Dopamine is a neurotransmitter that causes feelings of pleasure or happiness when released during times of satisfaction or reward. It also triggers feelings of excitement and can lead to feelings of anxiety if there's not enough dopamine in your system at any given time.
Dopamine receptors are found throughout our brains: they're responsible for regulating mood, memory recall (short-term memory), movement coordination (fine motor skills), and learning new information. When these receptors are overstimulated by too much dopamine for too long – something most people experience every day – we can develop all sorts of mental health issues including depression or chronic stress/anxiety disorders like OCD (obsessive compulsive disorder).
Kava is not a sedative, it’s not addictive, it’s not a controlled substance. Kava will not make you sleepy or cause drowsiness, nor will it cause changes in blood pressure or heart rate. Kava is not a stimulant, narcotic or hallucinogen.

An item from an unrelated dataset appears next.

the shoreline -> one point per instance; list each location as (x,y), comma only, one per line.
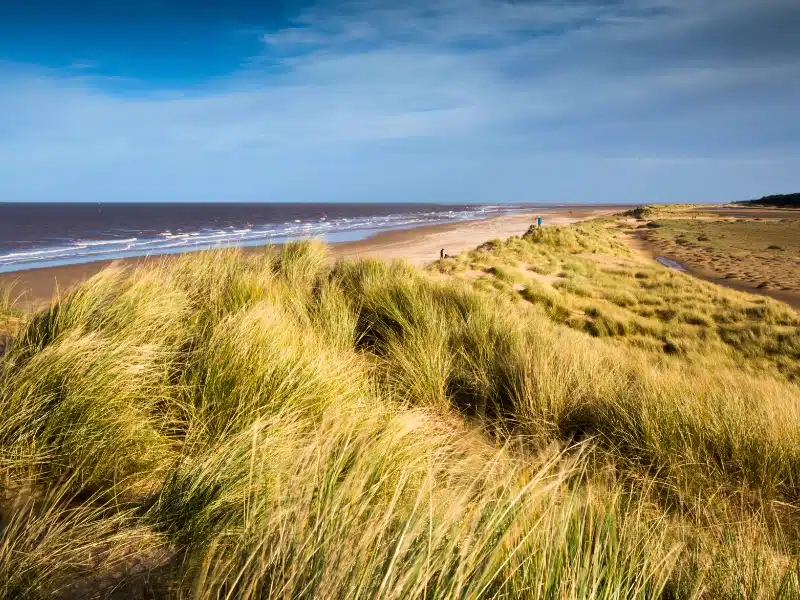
(417,245)
(647,249)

Kava has been used for centuries with minimal side effects and no long-term health risks—it's safe for adults to use responsibly as long as they're drinking high quality kava products from reputable sources (the best kava products are organic rootstocks grown on the islands where it's native).
I hope that you have found this post informative and interesting. I would like to thank all of the researchers who have done work to make kava more widely known.